Balancing Complementarity and Consistency via Delayed Activation in Incomplete Multi-view Clustering
Bo Li
TL;DR
This work tackles incomplete multi-view clustering by preserving complementary information often neglected in traditional methods. It introduces CoCo-IMC, a framework that uses a delayed-activation dual network to balance complementarity and consistency across views, coupled with a reconstruction objective to recover missing information. The method optimizes a combined loss $\mathcal{L}= \beta \mathcal{L}_{cml} + \lambda \mathcal{L}_{cnl} + \alpha \mathcal{L}_{rec}$ and integrates cross-view mutual information and conditional entropy constraints alongside per-view autoencoders. Experiments on four public datasets against 12 baselines demonstrate state-of-the-art clustering performance under missing data and highlight the practical value of balancing complementary information with consistency in multi-view learning.
Abstract
This paper study one challenging issue in incomplete multi-view clustering, where valuable complementary information from other views is always ignored.

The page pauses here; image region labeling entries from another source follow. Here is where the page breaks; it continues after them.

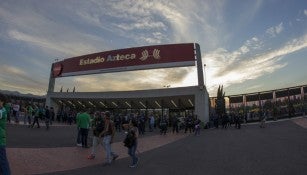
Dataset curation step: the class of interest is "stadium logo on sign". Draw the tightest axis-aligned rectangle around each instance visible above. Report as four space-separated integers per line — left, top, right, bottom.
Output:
140 49 161 61
52 64 63 77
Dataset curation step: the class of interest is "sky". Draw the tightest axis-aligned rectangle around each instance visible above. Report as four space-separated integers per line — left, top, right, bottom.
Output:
0 0 307 96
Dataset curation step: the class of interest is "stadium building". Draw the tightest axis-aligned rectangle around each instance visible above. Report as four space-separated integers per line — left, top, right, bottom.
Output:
46 43 209 122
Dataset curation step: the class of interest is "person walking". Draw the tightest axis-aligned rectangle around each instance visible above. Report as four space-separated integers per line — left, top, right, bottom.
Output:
77 109 91 148
99 111 118 166
126 120 139 168
31 106 40 128
0 94 11 175
45 106 51 130
87 111 105 159
149 114 155 132
27 104 34 127
160 115 167 135
172 115 179 134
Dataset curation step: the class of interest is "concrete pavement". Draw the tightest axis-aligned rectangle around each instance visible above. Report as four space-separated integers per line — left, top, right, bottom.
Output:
7 118 307 175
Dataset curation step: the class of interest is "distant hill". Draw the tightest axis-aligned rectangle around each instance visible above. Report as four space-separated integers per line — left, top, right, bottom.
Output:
0 89 46 98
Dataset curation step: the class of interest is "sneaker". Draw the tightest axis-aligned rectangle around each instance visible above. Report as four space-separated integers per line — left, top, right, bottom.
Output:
113 155 118 161
102 162 111 166
129 158 140 168
87 154 95 160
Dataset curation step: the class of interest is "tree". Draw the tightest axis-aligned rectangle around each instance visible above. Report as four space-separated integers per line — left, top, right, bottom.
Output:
215 85 226 117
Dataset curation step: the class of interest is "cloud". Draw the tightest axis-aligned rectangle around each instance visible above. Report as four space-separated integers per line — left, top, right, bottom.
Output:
204 32 307 91
0 64 47 95
266 22 284 37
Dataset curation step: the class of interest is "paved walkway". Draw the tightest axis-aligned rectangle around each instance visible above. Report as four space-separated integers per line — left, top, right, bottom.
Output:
7 118 307 175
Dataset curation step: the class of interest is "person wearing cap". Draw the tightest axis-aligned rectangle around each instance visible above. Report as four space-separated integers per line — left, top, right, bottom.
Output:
0 94 11 175
99 111 118 166
77 109 91 148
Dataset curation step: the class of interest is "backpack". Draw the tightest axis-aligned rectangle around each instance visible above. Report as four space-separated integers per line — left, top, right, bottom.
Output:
94 119 105 134
123 130 135 148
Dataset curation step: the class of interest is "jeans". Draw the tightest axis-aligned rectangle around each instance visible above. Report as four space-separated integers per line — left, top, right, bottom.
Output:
102 135 117 163
128 140 138 165
80 128 88 147
92 136 101 155
77 128 82 144
0 145 11 175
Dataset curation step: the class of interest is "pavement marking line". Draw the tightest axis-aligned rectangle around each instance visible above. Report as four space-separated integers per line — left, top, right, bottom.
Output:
292 118 307 129
6 133 189 175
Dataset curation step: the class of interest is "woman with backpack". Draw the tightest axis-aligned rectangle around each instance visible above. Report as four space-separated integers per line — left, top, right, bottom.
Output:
124 120 139 168
87 111 104 159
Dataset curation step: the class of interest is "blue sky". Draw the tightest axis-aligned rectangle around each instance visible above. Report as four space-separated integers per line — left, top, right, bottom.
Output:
0 0 307 96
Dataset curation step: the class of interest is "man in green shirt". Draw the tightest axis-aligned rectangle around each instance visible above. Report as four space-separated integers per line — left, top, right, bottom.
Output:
0 94 11 175
77 109 91 148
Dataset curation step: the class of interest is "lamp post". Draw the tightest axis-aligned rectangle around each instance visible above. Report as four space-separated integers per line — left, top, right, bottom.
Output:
204 64 207 86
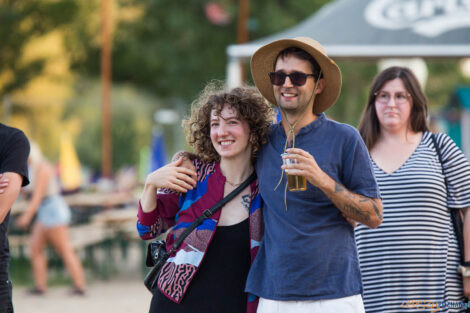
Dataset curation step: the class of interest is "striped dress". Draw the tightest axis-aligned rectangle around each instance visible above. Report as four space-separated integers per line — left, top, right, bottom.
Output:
355 132 470 313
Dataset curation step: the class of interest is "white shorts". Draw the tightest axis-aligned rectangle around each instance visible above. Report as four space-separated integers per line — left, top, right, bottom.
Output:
256 295 365 313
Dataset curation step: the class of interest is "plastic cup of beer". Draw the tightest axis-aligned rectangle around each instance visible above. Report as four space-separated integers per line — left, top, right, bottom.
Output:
281 153 307 191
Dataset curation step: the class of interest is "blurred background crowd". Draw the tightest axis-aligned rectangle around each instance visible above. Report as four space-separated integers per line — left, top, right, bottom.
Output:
0 0 470 310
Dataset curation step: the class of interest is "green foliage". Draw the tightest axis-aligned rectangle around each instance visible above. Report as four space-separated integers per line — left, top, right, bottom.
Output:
0 0 76 96
69 0 329 102
65 80 158 172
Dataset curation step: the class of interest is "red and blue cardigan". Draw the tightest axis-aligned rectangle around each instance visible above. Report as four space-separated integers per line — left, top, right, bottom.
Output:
137 159 263 313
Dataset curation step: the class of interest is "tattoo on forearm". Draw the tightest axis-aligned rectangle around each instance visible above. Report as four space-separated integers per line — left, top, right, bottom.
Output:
359 196 383 220
335 182 383 222
242 195 250 210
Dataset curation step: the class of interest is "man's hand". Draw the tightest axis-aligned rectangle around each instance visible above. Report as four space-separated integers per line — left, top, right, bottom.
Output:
0 172 23 223
282 148 383 228
282 148 326 188
462 277 470 300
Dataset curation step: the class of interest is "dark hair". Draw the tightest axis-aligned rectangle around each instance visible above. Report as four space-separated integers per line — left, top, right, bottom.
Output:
183 82 274 162
358 66 429 150
273 47 323 80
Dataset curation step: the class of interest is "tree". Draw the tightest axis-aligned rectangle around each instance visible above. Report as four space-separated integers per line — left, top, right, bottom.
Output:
0 0 76 101
67 0 329 101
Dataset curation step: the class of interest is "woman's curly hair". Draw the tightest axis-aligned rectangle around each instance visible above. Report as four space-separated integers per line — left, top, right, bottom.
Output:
183 81 274 162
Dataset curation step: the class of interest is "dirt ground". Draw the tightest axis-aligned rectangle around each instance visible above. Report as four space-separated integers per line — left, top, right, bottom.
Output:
13 278 151 313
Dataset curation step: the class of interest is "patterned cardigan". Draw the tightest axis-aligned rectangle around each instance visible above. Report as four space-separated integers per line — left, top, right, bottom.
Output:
137 159 263 313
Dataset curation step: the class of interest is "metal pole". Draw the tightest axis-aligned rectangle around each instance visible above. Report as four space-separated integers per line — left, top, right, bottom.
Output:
237 0 250 82
101 0 113 178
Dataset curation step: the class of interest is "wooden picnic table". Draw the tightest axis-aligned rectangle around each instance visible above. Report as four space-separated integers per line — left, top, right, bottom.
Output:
11 192 137 215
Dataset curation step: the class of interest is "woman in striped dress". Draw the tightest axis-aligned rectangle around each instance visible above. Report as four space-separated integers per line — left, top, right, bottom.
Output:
355 67 470 313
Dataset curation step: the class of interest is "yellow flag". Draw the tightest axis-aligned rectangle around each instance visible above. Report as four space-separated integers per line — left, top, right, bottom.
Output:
60 133 82 191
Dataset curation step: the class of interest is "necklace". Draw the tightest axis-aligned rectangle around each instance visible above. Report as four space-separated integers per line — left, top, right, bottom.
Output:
225 179 243 187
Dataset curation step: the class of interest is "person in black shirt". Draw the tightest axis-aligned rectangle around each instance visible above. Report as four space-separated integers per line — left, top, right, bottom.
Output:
0 123 29 313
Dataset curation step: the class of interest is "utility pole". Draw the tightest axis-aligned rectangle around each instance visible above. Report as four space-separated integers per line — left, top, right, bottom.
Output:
101 0 113 178
237 0 250 82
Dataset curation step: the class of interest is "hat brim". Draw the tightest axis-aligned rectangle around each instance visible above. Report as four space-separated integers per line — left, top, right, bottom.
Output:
251 37 341 114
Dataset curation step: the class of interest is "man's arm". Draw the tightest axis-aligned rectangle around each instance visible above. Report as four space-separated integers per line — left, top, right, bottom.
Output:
282 148 383 228
318 179 383 228
0 172 23 223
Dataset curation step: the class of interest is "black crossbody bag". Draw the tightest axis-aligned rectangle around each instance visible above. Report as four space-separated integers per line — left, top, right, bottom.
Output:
431 134 465 264
144 172 256 294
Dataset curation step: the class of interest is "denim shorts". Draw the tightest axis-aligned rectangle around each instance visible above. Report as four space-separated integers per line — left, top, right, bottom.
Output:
37 196 71 227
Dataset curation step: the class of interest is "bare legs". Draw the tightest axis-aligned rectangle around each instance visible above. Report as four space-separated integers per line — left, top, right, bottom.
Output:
31 223 86 290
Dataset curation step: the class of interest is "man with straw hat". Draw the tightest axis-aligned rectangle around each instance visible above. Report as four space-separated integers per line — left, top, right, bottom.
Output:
246 38 382 313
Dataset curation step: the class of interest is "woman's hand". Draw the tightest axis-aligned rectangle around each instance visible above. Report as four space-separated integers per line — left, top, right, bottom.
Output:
0 174 9 193
145 157 197 193
16 213 32 229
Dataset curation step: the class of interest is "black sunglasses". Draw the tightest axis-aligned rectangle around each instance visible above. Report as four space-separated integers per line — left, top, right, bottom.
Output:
269 72 315 86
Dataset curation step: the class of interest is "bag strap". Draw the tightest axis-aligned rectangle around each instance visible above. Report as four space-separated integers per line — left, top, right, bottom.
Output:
168 171 256 255
431 134 465 262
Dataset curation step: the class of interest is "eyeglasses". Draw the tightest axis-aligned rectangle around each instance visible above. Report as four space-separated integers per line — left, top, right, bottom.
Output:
269 72 315 86
374 91 411 104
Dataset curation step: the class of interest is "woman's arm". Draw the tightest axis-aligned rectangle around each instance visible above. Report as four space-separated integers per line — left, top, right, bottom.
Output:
462 207 470 299
137 158 197 240
16 162 54 228
140 157 197 213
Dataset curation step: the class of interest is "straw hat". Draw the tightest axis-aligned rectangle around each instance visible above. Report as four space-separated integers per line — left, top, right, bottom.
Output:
251 37 341 114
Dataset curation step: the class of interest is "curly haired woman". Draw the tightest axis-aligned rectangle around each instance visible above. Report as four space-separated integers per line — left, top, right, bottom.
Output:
137 84 273 313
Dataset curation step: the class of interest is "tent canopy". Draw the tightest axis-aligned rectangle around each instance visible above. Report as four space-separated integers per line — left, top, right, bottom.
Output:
227 0 470 60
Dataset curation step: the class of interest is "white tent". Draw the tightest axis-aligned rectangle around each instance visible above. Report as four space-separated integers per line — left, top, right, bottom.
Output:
227 0 470 87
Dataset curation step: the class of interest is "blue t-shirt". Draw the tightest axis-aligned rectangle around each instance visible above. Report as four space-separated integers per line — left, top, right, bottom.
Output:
246 114 380 300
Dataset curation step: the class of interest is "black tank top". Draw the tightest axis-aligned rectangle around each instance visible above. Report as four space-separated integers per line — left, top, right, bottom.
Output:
150 219 250 313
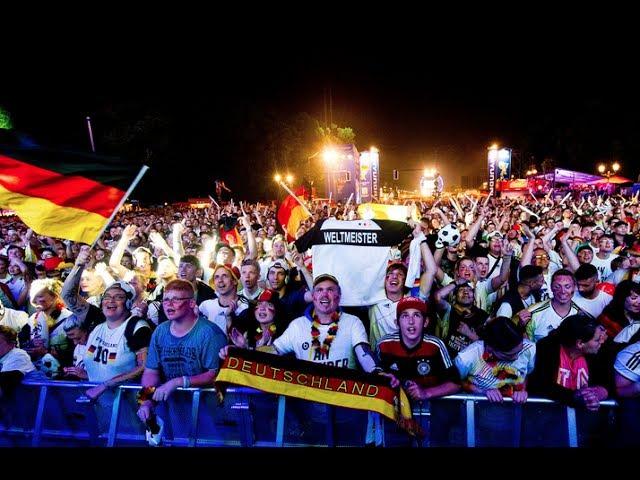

To be specific, we propose a framework that effectively balances Complementarity and Consistency information in Incomplete Multi-view Clustering (CoCo-IMC). Specifically, we design a dual network of delayed activation, which achieves a balance of complementarity and consistency among different views. The delayed activation could enriches the complementarity information that was ignored during consistency learning. Then, we recover the incomplete information and enhance the consistency learning by minimizing the conditional entropy and maximizing the mutual information across different views. This could be the first theoretical attempt to incorporate delayed activation into incomplete data recovery and the balance of complementarity and consistency. We have proved the effectiveness of CoCo-IMC in extensive comparative experiments with 12 state-of-the-art baselines on four publicly available datasets.